Discrimination and Retaliation
Settled March 2009
An Newark Police Department (NPD) detective, Janell Robinson, sued the NPD for discrimination and retaliation (No. ESX-L-5145-06) in June 2006. Her complaint describes an escalating series of harassment upon her, beginning in 2001 when then-Lieutenant (and later police chief) Irving Bradley began sexually harassing another NPD officer. The other officer complained of Bradley's conduct, with Robinson aiding and encouraging her efforts to stop the harassment. In retaliation, Bradley changed Robinson's shift to a late-night shift, then assigned her a walking post without a vehicle, and filed false disciplinary charges against her. During the summer of 2004, Bradley began stalking her at a franchise business that Robinson owned. Later that year, another detective, Sgt. Dennis Sanders called the franchisor's headquarters in an unwarranted attempt to insinuate there was something amiss with her business. According to Robinson, "[o]ther officers who operated outside businesses were not investigated in this manner." She was also assigned dangerous and unfavorable patrol duties and subjected to other forms of harassment. In March 2009, the case settled with her receiving a payment of $350,000.00.

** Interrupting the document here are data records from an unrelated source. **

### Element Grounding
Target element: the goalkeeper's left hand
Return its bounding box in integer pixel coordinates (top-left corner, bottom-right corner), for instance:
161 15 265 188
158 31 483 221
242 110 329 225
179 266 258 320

Note: None of Robinson's allegations have been proven or disproven in court. The settlement agreement likely states that the $350,000 payment does not constitute an admission of liability by Newark or any of its officials. All that is known for sure is that Newark, for whatever reason, decided that it would rather pay Robinson $350,000 than take the matter to trial. Perhaps the defendants' decision to settle was done to save further legal expense and the costs of trying what were in fact exaggerated or meritless claims. Or, perhaps the claims were true and the defendants wanted to avoid being embarrassed at trial. This is the problem when cases settle before trial — it is impossible to know the truth of what really happened.